I have build a model with gensim library and am trying to get the vector of word that not present in the vocabulary but i have an error, and i want to handle this error with the best i way. If i can get the vector of word not present in the model that well be perfect.
The code
model = KeyedVectors.load('nice.model')
token_vector = model.wv['bla bla bla']
Error
File "/home/ahmed/PycharmProjects/WebScarping/venv/lib/python3.9/site-packages/gensim/models/keyedvectors.py", line 421, in get_index
raise KeyError(f"Key '{key}' not present")
KeyError: "Key 'hmed' not present"
please help me in resolving the error
If the token is not present in the model, it can't give you a vector for it.
Your model doesn't have a vector for the (pseudo-)word 'bla bla bla'
, all it can do is report that.
You could avoid the exception by pre-checking whether the token is present, and only requesting it if present:
if token in model.wv:
token_vector = model.wv[token]
else:
# whatever your next-best step is when a vector not available
...
Or, you could catch the exception:
try:
token_vector = model.wv[token]
except KeyError:
# whatever your next-best step is when a vector not available
...
But there's no magic way to create a good vector for an unknown token. You'll have to ignore such words, or make-up some plug stand-in value, or figure some other project-appropriate workaround.

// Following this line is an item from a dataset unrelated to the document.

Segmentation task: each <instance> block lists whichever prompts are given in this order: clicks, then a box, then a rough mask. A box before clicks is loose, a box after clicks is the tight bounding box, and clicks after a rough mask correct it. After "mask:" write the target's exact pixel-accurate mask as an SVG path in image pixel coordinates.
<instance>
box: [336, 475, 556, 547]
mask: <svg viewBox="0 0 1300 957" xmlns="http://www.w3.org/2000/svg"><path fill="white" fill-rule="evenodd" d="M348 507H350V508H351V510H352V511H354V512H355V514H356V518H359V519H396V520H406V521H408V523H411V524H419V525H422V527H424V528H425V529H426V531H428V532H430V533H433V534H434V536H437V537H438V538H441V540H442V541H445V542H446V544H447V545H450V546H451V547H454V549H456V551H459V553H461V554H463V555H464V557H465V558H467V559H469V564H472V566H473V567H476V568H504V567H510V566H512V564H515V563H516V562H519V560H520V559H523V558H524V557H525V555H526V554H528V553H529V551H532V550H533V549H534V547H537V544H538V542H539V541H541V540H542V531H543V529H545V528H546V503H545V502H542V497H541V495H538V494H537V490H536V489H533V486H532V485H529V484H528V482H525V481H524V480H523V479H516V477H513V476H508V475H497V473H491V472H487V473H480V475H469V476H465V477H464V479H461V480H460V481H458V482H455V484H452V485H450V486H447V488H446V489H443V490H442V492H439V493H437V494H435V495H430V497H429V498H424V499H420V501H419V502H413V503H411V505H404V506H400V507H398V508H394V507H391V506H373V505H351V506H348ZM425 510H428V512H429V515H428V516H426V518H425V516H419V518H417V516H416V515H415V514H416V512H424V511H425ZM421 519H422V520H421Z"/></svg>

(If you have sufficient training data with varied examples of the token's real usage, you could train a model that includes the token. You could also consider finding or training a word2vec variant model like FastText
, which can synthesize guess-vectors for unknown tokens based on which substrings they might share with words learned in training – but such vectors may be quite poor in quality.)